23/11/2025
The debate over flags has become strangely loud lately, as if fabric on a pole has the power to determine who belongs and who doesn’t.
Speaking as someone of mixed race, I’ve found it hard to take any of it too seriously, and certainly don’t take offence from people hoisting flags as a symbol to assert their Englishness- as if those of colour, migrants and others who’ve proudly made England their home, are any less.
Symbolism only carries the weight we give it, and if there’s one thing I’ve learnt from years of overt racism ( since Brexit), covert digs and the occasional demand that I “go home” to a place I apparently belong to more than I do here, it’s that some noise simply isn’t worth amplifying.

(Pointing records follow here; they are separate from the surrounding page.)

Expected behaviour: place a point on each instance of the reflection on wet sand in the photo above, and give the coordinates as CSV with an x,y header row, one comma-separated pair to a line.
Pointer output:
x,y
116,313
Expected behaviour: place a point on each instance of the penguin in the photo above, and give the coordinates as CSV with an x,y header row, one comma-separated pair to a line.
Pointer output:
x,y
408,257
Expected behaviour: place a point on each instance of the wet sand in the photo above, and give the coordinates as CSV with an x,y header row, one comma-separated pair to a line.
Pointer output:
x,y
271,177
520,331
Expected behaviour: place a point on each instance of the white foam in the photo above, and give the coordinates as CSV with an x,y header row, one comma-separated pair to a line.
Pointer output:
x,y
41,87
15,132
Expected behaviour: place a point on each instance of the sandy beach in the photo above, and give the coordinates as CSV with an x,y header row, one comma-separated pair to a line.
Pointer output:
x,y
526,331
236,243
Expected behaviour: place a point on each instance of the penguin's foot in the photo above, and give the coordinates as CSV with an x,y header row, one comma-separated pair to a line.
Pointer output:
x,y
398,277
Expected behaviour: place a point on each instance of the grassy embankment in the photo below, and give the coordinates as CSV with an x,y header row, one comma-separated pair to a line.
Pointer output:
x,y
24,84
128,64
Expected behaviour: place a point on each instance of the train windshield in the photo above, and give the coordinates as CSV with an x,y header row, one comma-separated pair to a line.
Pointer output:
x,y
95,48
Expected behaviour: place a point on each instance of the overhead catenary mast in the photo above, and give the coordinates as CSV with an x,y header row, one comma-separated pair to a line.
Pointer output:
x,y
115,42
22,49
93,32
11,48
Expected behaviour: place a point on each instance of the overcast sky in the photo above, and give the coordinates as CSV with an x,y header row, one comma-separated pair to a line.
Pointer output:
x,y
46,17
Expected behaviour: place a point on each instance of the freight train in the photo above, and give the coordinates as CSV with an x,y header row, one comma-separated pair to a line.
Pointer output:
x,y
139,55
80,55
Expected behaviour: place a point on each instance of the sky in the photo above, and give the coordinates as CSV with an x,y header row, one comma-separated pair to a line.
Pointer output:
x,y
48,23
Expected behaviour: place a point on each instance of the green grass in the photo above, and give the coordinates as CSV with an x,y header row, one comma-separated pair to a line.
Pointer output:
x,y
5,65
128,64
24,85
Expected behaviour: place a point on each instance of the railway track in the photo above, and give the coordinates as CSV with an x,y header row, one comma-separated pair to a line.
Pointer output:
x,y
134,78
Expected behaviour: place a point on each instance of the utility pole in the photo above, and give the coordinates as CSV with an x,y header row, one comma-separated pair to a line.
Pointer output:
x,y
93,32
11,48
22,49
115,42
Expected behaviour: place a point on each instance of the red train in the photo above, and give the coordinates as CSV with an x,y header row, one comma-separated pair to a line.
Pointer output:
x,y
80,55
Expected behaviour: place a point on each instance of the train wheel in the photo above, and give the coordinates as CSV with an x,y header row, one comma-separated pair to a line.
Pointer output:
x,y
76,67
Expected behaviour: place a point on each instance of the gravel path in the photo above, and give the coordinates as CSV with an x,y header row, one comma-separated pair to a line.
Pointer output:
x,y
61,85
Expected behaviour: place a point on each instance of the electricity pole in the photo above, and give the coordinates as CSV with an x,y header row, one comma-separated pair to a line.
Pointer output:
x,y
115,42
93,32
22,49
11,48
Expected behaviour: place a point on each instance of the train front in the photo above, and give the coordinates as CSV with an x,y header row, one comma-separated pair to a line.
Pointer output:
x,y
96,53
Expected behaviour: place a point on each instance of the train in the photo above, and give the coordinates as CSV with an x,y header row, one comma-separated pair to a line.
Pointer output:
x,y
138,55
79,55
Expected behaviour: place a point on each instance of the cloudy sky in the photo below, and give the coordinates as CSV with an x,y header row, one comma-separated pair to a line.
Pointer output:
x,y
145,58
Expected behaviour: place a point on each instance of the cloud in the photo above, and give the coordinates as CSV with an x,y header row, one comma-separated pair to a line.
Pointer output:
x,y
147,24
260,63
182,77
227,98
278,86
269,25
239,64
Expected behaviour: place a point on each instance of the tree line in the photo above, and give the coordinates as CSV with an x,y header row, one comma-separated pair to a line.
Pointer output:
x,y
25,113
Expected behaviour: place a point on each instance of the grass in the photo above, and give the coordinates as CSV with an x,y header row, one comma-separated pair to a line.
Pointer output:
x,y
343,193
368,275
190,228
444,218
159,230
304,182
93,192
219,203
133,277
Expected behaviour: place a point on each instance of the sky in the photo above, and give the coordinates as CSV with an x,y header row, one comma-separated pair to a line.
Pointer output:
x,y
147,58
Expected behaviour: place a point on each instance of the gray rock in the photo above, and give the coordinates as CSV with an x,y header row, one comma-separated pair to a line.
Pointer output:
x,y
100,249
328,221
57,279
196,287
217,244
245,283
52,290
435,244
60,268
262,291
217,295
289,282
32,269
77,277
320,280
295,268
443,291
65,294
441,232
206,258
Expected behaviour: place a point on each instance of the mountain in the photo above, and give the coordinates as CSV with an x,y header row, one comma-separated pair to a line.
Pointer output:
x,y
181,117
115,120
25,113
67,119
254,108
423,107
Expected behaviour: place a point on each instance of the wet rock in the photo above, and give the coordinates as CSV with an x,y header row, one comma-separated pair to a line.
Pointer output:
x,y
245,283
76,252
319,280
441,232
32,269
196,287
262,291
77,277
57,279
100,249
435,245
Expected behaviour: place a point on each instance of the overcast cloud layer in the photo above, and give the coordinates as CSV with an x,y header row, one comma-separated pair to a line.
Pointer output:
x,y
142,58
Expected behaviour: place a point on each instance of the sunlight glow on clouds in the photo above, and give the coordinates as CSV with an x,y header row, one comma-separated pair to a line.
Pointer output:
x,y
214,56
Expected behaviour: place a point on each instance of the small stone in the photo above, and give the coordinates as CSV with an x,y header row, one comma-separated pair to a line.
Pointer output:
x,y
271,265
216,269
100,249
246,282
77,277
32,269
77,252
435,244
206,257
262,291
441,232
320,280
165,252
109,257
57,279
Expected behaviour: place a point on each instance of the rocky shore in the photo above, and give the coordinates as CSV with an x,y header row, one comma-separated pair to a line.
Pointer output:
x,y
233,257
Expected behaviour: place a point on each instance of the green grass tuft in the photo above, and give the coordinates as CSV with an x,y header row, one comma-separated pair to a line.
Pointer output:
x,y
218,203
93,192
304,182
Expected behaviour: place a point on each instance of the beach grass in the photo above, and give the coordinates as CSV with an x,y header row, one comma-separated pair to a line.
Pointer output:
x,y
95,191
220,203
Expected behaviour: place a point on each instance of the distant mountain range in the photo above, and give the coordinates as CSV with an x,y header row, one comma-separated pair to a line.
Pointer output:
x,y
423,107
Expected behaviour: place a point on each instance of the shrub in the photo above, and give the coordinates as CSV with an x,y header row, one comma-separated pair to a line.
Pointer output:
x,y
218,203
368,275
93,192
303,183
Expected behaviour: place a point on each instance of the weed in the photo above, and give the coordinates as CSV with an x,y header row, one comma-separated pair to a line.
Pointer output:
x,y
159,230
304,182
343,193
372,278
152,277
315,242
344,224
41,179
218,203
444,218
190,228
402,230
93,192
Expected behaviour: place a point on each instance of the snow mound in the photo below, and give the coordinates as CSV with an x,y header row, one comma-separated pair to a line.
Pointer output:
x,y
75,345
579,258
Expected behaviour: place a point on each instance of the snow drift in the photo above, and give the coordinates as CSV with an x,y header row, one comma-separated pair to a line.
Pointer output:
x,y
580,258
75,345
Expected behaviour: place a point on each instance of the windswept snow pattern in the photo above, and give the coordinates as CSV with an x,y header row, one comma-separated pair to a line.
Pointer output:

I’ve ignored worse, and I don’t say that flippantly. There’s a strange resilience that grows from being told you don’t quite fit here or there, as if identity were a postcode. After a while, you realise that engaging with every provocation only feeds it. Sometimes the best response to stupidity is to starve it of attention.
Which brings me to St George’s flag. If people want to fly it, I’m hardly going to lose sleep over it. In fact, I take it to be in solidarity with Palestine and rather fitting, considering St George was Palestinian. He fought alongside the Romans, yet never once set foot on British soil albeit the Romans did- invading Britain in boats, landing on the beaches of Dover. Without them, you wouldn’t have Christianity let alone the crosses you carry so proudly, defending the zionists whose forefathers rejected Jesus(peace be upon him) and demanded his crucification.
The irony is rich, don’t you think?
This is a reminder that history is always more complex than the slogans people weaponise today.
And that’s really the point. We have far more urgent, substantive issues to pour our energy into than arguing over symbols that have been misused, misunderstood and stretched far beyond their original stories. The world is full of real crises that demand courage, clarity and compassion. More importantly, we need honest dialogues, transparency and tolerance. Not silencing voices, stifling freedom of expression or not allowing discourse that identifies honestly the ailments in our society, so we could find the cure.
If we channelled even a fraction of the passion spent bickering over flags into tackling injustice, inequality, or conflict we’d all be better for it.
Let the hype die on its own. Some fires burn out quicker when you don’t fan them.